• Ohio Dormant Mineral Act Decision Appealed to US Supreme Court
  • January 19, 2017 | Authors: William Beckley; Jeffrey R. Huntsberger; Michael W. Wise
  • Law Firm: McDonald Hopkins LLC - Cleveland Office
  • Many hoped the Ohio Supreme Court’s decision in Corban v. Chesapeake Exploration, L.L.C. would bring some certainty to the status of the law in the Utica Shale play. Instead, it appears to have created more questions - some of which have now been posed to the U.S. Supreme Court.

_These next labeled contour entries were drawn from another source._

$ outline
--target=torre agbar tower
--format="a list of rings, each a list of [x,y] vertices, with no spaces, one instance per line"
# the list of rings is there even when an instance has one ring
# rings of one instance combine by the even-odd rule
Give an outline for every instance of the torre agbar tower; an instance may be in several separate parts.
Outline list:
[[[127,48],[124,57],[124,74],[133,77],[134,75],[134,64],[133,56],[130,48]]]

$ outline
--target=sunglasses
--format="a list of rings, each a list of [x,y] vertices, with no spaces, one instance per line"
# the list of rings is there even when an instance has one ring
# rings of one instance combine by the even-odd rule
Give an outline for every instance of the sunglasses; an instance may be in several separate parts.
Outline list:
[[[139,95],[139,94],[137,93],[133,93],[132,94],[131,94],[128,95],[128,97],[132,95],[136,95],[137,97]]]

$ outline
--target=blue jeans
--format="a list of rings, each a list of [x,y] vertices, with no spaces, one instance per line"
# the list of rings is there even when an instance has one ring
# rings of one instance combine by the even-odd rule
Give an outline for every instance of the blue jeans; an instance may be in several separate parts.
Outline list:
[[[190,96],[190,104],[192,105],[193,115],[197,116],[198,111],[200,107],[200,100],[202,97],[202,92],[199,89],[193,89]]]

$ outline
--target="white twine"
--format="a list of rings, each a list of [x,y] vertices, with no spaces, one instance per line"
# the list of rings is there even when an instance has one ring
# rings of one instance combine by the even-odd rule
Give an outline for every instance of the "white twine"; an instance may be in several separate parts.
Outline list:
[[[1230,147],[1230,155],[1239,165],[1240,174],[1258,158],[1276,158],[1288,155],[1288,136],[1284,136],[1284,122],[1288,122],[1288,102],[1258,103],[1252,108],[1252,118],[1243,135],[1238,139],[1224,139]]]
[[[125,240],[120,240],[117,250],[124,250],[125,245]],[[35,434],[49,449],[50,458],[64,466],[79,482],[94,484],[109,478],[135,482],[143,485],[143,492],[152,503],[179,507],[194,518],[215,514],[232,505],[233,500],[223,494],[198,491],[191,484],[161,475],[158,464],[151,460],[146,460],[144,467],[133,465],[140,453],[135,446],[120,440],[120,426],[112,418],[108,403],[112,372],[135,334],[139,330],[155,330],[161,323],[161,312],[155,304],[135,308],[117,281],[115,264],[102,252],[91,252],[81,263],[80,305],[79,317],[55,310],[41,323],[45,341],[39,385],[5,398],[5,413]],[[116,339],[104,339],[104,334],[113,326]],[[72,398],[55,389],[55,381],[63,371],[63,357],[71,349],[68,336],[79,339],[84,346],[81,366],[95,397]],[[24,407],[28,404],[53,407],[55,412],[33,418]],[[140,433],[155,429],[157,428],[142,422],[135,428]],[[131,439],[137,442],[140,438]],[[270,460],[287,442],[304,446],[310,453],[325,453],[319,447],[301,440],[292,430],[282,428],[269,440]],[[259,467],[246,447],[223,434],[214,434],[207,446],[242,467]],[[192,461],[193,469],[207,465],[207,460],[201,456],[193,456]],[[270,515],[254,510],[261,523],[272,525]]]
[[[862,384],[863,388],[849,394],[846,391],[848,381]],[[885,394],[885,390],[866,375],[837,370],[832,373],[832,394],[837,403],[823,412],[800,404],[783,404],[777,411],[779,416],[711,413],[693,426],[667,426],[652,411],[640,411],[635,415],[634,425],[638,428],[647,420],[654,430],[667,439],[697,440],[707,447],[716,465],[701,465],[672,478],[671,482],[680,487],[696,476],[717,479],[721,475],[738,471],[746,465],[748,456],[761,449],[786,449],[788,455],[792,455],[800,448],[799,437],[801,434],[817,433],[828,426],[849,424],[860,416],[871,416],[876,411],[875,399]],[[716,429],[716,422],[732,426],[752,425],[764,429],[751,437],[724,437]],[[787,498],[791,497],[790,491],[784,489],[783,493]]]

    The Ohio Supreme Court decision in Walker v. Shondrick-Nau has been appealed to the U.S. Supreme Court. (--- Ohio St.3d ---, 2016-Ohio-5793, --- N.E.3d ---) In Walker, the Ohio Supreme Court held that a claim to preserve a mineral interest filed within 60 days of notice of intent to declare the interest abandoned was sufficient to preserve that interest. In so holding, the court relied on its contemporaneous decision in Corban, where it held that the 1989 version of the Dormant Mineral Act (DMA) was not self-executing, and that the 2006 version of the DMA applies to all claims asserted after June 30, 2006.

    The Ohio Supreme Court’s decision reversed the 7th District Court of Appeals, which held that the 1989 DMA was self-executing, and therefore the mineral interest merged with the surface on March 22, 1992. (Walker v. Shondrick-Nau, 7th Dist. Jefferson No. 13NO402, 2014-Ohio-1499)

    The petition for writ of certiorari filed by Walker presents two questions for review:
    1. When a property interest has vested pursuant to a lawful statutory enactment of a state legislature, does the Due Process Clause to the Federal Constitution preclude the retroactive application of a later-enacted, statutory amendment which destroys such interest?
    2. When a property interest, vested pursuant to a lawful statutory enactment of a state legislature, has been conveyed by contract in the form of a deed of conveyance, does the Contracts Clause to the Federal Constitution preclude the retroactive application of a later-enacted, statutory amendment which destroys such interest?
    Notably, the Ohio Supreme Court in Corban found that surface owners were not vested with a property interest under the 1989 DMA, but rather they merely possessed a conclusive presumption of abandonment of the minerals. Thus, the court held that, “the conclusive presumption of abandonment was only an evidentiary device,” and “evidentiary rules (such as the conclusive presumption established by the 1989 law) are procedural in nature and therefore changing them does not alter a vested substantive right.” The U.S. Supreme Court’s determination on whether to grant certiorari could well hinge on whether it makes the same distinction.

    The interpretation and application of the DMA is one of the most important considerations for the oil and gas industry when operating in Ohio. The Corban decision dramatically swung the interpretation of the DMA in favor of the owners of ancient mineral severances. If the U.S. Supreme Court determines that the 1989 DMA automatically vested surface owners with a property right, we will see an equally seismic shift back to the benefit of the surface owners.

    The response to the petition is due by Jan. 18, 2017.